StringStem - Porter Stemmer Algorithm for IR systems

Flonkify · January 13, 2023, 3:33am

Porter Stemmer Algorithm

Removes the commoner morphological and inflexional endings from words in English. Its main use is as part of a term normalisation process that is usually done when setting up Information Retrieval systems.

thingfordevforum

Open source project link: splinestein/porter-stemmer-algorithm-lua: My implementation of the Porter Stemmer Algorithm in Lua according to the documentations. (github.com)

Direct link to code: porter-stemmer-algorithm-lua/stringstemmodule.lua at main · splinestein/porter-stemmer-algorithm-lua (github.com)

Link to module on Roblox: StringStem - Roblox

How do you use it?

Get the module and put it into ReplicatedStorage.
In your script require it with: local StringStem = require(game:GetService("ReplicatedStorage"):FindFirstChild("StringStem"))
You will have to tokenize your sentence so every letter is lowercased in a table: print(StringStem.stem({'electrical', 'agreed', 'plastering'}))

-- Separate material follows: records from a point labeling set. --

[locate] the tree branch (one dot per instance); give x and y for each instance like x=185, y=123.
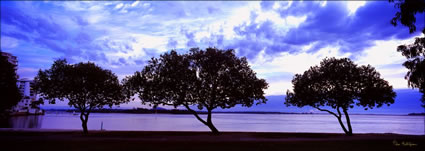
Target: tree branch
x=196, y=114
x=330, y=112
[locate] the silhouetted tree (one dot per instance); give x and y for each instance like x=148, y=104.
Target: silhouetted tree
x=340, y=84
x=9, y=91
x=208, y=79
x=85, y=85
x=415, y=54
x=407, y=12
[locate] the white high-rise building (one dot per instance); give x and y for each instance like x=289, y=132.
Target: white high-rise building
x=25, y=87
x=28, y=95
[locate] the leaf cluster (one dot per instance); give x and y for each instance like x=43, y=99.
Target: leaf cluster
x=408, y=10
x=208, y=78
x=340, y=83
x=415, y=55
x=85, y=85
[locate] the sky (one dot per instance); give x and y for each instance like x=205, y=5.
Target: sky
x=279, y=39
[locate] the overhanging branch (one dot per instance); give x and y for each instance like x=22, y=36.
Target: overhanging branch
x=330, y=112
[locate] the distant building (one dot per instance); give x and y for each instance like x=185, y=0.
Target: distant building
x=25, y=87
x=12, y=59
x=28, y=96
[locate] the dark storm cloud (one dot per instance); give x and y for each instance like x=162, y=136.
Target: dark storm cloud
x=326, y=26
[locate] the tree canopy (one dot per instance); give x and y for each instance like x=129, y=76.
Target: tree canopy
x=340, y=84
x=415, y=55
x=85, y=85
x=208, y=78
x=9, y=91
x=407, y=12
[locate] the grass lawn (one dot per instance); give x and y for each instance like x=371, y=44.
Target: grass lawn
x=204, y=141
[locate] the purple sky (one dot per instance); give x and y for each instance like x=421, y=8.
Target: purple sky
x=279, y=39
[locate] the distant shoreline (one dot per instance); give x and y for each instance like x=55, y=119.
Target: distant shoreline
x=176, y=111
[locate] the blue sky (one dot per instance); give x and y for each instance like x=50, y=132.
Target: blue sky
x=279, y=39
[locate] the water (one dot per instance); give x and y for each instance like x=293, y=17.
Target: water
x=316, y=123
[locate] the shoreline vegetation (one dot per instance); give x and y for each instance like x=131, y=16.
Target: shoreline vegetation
x=147, y=140
x=178, y=111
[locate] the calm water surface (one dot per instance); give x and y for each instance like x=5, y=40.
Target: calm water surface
x=226, y=122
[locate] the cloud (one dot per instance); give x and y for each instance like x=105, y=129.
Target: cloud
x=278, y=38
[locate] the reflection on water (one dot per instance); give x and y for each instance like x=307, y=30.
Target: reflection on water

Been working on this project for a while and I’m so happy to be able to release it!

For example the ‘full-text search’ text retrieval technique uses
the process of stemming when constructing search queries for fast data retrieval. If you work with such IR systems or any natural language systems where you have large sentence datasets or even geospatial data somewhere perhaps in a datastore, you can use this module in the stemming part for generating search indexes and seriously speed up queries.

I intend to eventually build Full-Text search and using it alongside my other module for StringDiff - String Similarity Metric Diffing Algorithm - Resources / Community Resources - DevForum | Roblox for primitive chat bot stuff.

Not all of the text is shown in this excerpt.